6 Explaining Away Counterexamples

In this section, we will discuss to which extent the proposed bifurcation of the problem of algorithmic fairness into the two sub-problems of predictive and allocative fairness allows us to resolve or explain away counterexamples to some widely discussed criteria of algorithmic fairness.

Recall that by stating that none of the proposed constraints capture the notion of moral permissibility adequately, we meant that none of the constraints provides a necessary and sufficient condition for the moral permissibility of a given algorithmic decision system. More precisely, this means that for each of the criteria, we can either show that it is not a necessary condition of moral permissibility, by providing a counterexample of an algorithmic decision system that is morally permissible, but which does not satisfy the constraint in question, or we can show that it is not a sufficient condition of moral permissibility, by providing a counterexample of an algorithmic decision system that is not morally permissible, but which satisfies the constraint. In the case of some proposed fairness criteria, both types of counterexamples can be constructed.

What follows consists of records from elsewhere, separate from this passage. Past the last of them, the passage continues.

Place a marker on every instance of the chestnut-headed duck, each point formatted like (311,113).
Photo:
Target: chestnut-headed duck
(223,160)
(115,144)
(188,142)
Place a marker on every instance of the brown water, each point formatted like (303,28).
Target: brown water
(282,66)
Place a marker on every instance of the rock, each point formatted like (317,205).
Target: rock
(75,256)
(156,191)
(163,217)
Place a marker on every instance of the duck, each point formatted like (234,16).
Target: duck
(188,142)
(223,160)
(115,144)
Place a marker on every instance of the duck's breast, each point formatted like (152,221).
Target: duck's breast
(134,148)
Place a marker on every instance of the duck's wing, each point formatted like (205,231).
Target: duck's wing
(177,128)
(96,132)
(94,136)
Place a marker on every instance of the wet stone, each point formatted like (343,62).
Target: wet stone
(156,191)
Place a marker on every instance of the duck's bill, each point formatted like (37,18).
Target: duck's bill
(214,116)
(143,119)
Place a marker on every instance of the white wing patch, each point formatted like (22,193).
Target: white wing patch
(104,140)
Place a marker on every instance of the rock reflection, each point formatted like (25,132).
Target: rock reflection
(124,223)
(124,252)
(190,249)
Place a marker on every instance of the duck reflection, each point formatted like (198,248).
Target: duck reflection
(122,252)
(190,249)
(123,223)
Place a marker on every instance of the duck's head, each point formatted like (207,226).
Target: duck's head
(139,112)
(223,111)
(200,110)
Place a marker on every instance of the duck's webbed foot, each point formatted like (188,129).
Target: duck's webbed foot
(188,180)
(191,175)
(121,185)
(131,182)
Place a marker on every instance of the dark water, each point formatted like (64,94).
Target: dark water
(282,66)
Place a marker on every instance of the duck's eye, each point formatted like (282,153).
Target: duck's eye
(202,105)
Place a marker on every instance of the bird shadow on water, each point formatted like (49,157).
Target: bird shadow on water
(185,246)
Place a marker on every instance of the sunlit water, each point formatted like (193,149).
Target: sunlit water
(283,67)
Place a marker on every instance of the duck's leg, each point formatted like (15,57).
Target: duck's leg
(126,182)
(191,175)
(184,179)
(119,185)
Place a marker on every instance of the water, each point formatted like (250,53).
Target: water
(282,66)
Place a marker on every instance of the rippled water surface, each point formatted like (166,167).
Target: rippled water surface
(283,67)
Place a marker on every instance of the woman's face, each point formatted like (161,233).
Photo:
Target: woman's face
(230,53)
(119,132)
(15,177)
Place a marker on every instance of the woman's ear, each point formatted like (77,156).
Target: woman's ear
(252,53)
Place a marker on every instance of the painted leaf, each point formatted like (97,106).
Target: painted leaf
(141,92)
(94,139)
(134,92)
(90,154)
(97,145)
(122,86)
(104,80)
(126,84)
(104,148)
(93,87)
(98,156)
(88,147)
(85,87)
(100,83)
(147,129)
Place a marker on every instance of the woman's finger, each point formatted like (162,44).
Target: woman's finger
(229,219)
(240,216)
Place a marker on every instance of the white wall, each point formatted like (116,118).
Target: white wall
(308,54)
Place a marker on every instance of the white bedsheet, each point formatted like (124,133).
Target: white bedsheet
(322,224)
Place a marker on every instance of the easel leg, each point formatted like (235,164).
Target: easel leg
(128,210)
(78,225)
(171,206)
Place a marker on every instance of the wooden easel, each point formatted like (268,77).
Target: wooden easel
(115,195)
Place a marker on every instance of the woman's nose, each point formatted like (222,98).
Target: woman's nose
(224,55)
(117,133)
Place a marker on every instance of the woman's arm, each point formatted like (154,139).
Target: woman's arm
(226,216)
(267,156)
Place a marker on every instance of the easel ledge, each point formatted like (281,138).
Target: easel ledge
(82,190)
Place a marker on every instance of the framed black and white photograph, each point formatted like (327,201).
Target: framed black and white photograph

While the bifurcation of fairness notions will certainly not be able to completely resolve the issue that many fairness constraints face plausible counterexamples, it may provide an explanation for why, despite the existence of a multitude of plausible fairness constraints, it seems that it is relatively easy to construct tenacious counterexamples for each of them. This is so because the constraints were implicitly intended to simultaneously play two distinct and incompatible roles, namely to act as a fairness constraint on predictions and as a fairness constraint on decisions. As argued above, predictions and decisions are subject to different normative constraints. Consequently, applying a fairness constraint that is plausible for predictions to decisions, or vice versa, will in most cases conflict with our moral judgment. This, in turn, means that we have a simple recipe for constructing counterexamples. We only need to figure out whether a given constraint is intuitively plausible for predictions or decisions, and then construct an example in which we apply the constraint to the other.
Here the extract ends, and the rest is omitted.